Baseball Legend Al Kaline On His 22 Years With The Detroit Tigers
I sat down with Baseball Hall of Famer Al Kaline to reflect on his 22 years of playing baseball with the Detroit Tigers. In 1953, at the tender age of 18, Kaline signed with the Tigers and made his major league debut as a late-inning replacement in the outfield.
Many baseball enthusiasts remember you wearing #6. In fact, #6 has been retired by the Tigers in your honor. But when you first started playing in 1953, you wore #25. Why did you make the switch to #6?
Stan Musial was my favorite player and my hero. I just needed to wear his number 6 on my back. During my playing days with the Tigers, I only asked them for two things. Changing my uniform number was one of them. I also asked for additional World Series tickets in 1968.
Who was the toughest pitcher you faced?
There are so many. Very difficult to single out just one. I did very well against established pitchers. Frank Sullivan on the Red Sox gave me some problems. I didn’t enjoy facing Bob Gibson in the 1968 World Series.
What’s your best memory of playing in the 1968 World Series?
The excitement and attention you got from being a player on one of the teams. We had a chance to play against the very best and become world champions. It was also great to see how I would perform under pressure.
What’s the biggest difference between baseball today and baseball in the 1950s and 1960s?
Pitching. Pitchers today don’t pitch nine innings. Pitchers are specialized today, and the pen pitchers realize they only have one inning to pitch, so they throw as hard as they can for one inning. Additionally, hitters aren’t embarrassed today to strike out. When I played, we were embarrassed if we struck out 100 times in a season.
What keeps you busy today?
I don’t have any hobbies.
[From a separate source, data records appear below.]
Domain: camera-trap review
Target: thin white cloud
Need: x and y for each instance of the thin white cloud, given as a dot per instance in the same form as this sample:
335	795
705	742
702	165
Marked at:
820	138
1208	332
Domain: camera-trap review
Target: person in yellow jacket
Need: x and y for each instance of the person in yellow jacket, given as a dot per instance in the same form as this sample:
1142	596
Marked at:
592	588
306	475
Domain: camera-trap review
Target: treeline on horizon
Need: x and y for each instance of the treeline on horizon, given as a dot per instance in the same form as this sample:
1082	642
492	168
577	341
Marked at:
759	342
My wife asks me to retire, and I say, “Do what?” If I wasn’t working, I would be watching games. I see the beauty in a baseball game. I can watch it and become a manager sitting in the stands.
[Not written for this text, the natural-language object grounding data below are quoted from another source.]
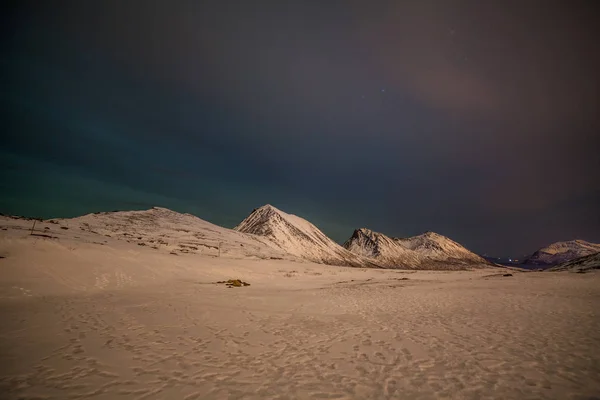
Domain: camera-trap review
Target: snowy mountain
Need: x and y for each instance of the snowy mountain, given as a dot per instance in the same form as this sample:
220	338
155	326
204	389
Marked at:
426	251
581	264
167	230
561	252
299	238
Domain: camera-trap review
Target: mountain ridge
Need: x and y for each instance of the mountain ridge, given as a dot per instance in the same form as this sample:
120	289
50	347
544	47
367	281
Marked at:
429	250
299	237
561	252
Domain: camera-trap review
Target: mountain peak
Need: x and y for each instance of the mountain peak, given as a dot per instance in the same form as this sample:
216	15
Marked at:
428	250
298	237
561	252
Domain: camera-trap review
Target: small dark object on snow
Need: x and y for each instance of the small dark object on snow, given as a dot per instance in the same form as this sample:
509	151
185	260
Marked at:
234	283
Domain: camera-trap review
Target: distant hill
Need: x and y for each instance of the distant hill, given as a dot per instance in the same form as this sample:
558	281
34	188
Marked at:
581	264
562	252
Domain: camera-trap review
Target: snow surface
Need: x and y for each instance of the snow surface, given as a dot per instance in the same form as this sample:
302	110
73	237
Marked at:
86	316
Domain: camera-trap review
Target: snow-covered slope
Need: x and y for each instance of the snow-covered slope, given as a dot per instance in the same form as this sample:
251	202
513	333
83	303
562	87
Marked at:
167	230
426	251
561	252
298	237
581	264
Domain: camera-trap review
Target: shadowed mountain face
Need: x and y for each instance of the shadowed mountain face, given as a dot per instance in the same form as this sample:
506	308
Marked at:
426	251
562	252
299	238
581	264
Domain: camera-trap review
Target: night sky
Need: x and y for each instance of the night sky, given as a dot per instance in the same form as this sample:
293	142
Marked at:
478	120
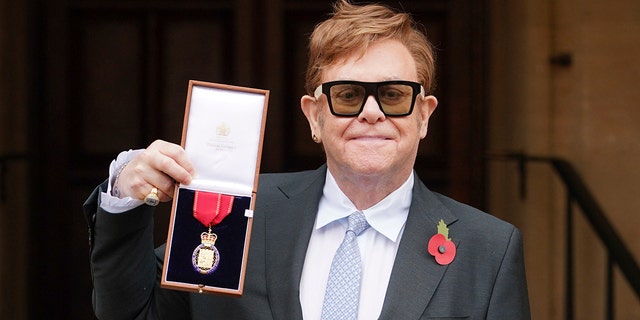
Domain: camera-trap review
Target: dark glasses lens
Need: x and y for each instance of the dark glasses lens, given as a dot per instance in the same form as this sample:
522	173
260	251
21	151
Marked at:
347	98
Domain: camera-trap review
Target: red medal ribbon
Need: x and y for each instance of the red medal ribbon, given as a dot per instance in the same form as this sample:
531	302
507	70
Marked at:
211	208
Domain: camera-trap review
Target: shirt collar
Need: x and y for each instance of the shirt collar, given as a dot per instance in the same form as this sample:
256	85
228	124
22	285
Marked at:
387	216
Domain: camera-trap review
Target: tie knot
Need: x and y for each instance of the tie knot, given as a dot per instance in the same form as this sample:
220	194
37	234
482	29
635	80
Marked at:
357	223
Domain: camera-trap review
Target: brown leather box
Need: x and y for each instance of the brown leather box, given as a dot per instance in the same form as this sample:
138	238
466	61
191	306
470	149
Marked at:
210	225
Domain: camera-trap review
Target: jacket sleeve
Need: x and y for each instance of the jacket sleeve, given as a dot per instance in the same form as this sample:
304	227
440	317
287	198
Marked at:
125	269
509	299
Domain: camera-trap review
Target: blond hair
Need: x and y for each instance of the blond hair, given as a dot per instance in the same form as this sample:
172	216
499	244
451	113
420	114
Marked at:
351	28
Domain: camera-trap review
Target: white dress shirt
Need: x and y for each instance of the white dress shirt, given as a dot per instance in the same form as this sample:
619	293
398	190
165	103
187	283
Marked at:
378	247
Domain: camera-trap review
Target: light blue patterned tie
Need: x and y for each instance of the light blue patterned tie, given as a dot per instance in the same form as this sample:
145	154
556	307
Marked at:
343	285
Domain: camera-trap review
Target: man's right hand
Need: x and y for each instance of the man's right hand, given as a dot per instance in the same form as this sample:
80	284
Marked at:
161	166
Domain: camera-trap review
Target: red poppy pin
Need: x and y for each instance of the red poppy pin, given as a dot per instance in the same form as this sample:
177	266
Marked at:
440	246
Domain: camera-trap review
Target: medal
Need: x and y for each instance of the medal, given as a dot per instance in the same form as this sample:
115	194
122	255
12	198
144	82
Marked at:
210	209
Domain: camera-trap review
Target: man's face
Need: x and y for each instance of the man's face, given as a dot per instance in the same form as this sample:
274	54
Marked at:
371	144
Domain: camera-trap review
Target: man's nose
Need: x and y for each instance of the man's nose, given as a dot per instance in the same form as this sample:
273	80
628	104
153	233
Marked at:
372	111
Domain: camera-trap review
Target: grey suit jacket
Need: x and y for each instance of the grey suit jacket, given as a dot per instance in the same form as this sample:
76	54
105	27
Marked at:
486	280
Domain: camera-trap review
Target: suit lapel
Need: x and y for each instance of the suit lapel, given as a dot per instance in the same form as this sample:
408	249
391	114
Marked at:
416	275
288	229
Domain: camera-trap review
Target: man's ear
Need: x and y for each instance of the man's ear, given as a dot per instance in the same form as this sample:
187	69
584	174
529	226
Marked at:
425	107
312	107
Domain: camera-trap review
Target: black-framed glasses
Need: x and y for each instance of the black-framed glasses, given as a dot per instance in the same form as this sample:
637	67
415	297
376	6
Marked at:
347	98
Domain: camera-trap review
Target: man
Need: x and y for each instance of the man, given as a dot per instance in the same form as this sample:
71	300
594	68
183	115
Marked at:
421	255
What is your current role with the Tigers?
[Tigers owner] Mr. [Mike] Illitch is a friend of mine and wanted me to be in the front office instead of doing TV broadcasts for the Tigers.
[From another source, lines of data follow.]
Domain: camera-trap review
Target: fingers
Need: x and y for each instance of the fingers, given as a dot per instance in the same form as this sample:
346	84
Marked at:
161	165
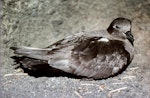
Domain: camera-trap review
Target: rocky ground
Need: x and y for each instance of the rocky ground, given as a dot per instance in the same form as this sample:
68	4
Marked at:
39	23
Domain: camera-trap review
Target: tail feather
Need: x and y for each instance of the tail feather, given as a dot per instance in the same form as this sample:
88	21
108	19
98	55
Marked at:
35	53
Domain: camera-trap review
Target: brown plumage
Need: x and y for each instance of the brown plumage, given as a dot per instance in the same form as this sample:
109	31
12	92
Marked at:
97	54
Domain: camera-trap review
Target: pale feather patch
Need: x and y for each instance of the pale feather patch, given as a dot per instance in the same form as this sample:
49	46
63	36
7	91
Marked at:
103	40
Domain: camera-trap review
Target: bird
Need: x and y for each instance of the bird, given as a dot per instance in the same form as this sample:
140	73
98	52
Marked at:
96	54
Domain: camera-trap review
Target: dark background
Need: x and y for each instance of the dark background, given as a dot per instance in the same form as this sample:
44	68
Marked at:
39	23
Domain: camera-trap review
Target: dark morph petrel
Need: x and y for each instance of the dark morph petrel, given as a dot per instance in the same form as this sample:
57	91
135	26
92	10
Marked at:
96	54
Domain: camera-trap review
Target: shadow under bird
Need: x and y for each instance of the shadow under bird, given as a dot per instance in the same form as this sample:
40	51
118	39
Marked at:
97	54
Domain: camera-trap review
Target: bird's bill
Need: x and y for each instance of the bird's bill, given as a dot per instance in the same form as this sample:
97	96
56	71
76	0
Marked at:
130	37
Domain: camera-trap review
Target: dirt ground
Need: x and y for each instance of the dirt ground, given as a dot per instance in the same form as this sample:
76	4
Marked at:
39	23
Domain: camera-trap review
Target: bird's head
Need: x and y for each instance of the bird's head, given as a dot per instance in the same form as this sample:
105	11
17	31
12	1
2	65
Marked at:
121	28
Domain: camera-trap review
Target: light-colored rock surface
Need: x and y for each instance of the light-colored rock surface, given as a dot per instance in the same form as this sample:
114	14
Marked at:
39	23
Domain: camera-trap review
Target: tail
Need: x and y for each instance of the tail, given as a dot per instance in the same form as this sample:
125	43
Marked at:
35	53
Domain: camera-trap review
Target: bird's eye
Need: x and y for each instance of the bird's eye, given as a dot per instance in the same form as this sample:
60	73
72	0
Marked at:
117	27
Are front offices today looking at player conduct off the field and not just the performance on the field?
Absolutely. Our owner doesn’t want anybody that is a trouble maker. He will ask about character during our meetings. However, there are hundreds and hundreds of baseball players that are world class. They are role models off the field in how they treat others and give back to their respective communities.